The report updates two previous investigations; ‘Body Harvest’ and ‘The Slaughter’.
Bloody Harvest
Bloody Harvest: Organ Harvesting of Falun Gong Practitioners in China
by David Matas & David Kilgour
Falun Gong is a modern day spiritual/exercise movement which began in China in 1992 drawing on and combining ancient Chinese traditions. The Chinese Communist Party, alarmed at the growth of the movement and fearing for its own ideological supremacy banned the movement in 1999. Falun Gong practitioners were arrested in the hundreds of thousands and asked to recant. If they did not, they were tortured. If they still did not recant, they disappeared. Allegations surfaced in 2006 that the disappeared were being killed for their organs which were sold for large sums mostly to foreign transplant tourists. It is generally accepted that China kills prisoners for organs.
The Slaughter
The Slaughter: Mass Killings, Organ Harvesting, and China’s Secret Solution to Its Dissident Problem
The inside story of China’s organ transplant business and its macabre connection with internment camps and killing fields for arrested dissidents, especially the adherents of Falun Gong. Mass murder is alive and well.
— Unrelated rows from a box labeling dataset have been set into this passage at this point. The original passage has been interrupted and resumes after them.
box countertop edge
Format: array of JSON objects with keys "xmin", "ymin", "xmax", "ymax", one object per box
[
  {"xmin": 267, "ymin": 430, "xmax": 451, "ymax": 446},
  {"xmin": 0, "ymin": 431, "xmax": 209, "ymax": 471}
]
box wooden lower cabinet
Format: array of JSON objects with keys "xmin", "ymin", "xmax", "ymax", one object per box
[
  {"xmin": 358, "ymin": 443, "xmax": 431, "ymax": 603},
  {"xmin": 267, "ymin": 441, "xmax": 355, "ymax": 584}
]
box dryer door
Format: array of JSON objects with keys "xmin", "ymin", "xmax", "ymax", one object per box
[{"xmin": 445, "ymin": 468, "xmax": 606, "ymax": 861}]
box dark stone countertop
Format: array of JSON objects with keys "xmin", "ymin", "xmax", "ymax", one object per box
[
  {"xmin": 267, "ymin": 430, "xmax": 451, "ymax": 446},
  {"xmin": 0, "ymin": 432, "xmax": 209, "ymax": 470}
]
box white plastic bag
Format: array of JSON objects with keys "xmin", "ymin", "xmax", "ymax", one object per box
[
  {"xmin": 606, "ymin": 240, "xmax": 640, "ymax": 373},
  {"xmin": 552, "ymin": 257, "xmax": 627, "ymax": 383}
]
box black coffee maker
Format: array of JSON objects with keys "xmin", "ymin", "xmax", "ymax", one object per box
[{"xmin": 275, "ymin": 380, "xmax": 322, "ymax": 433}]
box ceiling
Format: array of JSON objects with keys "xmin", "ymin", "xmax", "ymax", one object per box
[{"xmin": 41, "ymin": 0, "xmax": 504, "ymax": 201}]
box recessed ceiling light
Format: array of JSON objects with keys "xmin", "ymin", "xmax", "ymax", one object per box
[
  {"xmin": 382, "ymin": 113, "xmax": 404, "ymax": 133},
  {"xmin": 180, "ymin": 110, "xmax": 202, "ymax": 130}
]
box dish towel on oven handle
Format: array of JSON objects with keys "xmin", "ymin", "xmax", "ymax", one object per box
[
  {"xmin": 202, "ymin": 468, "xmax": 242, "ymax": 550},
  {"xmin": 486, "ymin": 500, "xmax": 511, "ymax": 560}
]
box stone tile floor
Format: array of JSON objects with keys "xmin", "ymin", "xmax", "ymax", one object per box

That is the stark conclusion of this comprehensive investigation into the Chinese state’s secret program to get rid of political dissidents while profiting from the sale of their organs–in many cases to Western recipients. Based on interviews with top-ranking police officials and Chinese doctors who have killed prisoners on the operating table, veteran China analyst Ethan Gutmann has produced a riveting insider’s account–culminating in a death toll that will shock the world.
The Authors
DAVID MATAS
David Matas is an international human rights lawyer, author and researcher based in Winnipeg and currently acts as Senior Honorary Counsel for B’nai Brith Canada. He has served the government of Canada in numerous positions including as member of the Canadian delegation to the United Nations Conference on an International Criminal Court; the Task Force for International Cooperation on Holocaust Education, Remembrance and Research; and the Organization on Security and Cooperation in Europe Conferences on Antisemitism and Intolerance. He has also been involved in several different organizations, including the Canadian Helsinki Watch Group, Beyond Borders, Amnesty International, and the Canadian Council for Refugees.
DAVID KILGOUR
David Kilgour is a former Canadian cabinet minister, Member of Parliament, prosecutor, lawyer, author, columnist and human rights advocate. First elected to Canada’s House of Commons in 1979, he was re-elected seven times for the south-east region of Edmonton, Alberta. While in Parliament, he served as Deputy Speaker and Chair of the Committees of the Whole House, and in Jean Chretien’s cabinet as Secretary of State for Latin America & Africa (1997-2002) and Secretary of State for Asia-Pacific (2002-2003). Currently, he is co-chair of the NGO Friends of a Democratic Iran, a director of the Ottawa Mission (for homeless men) Foundation, a director of the Helsinki-based NGO First Step Forum, and a Session member of Westminster Presbyterian Church.
ETHAN GUTMANN
Ethan Gutmann is an award-winning China analyst and human-rights investigator. He is the author of the award winning book Losing the New China: A Story of American Commerce, Desire and Betrayal and has written for the Asian Wall Street Journal, Investor’s Business Daily, The Weekly Standard, National Review, World Affairs Journal, and other publications. His article “The Xinjiang Procedure” received the highly coveted “Sidney Award” from David Brooks at The New York Times and won a Browser “Leaderboard” competition for the most popular long-form essay of the year. The research for his book The Slaughter was supported by the Earhart Foundation, the Peder Wallenberg family, and the National Endowment for Democracy.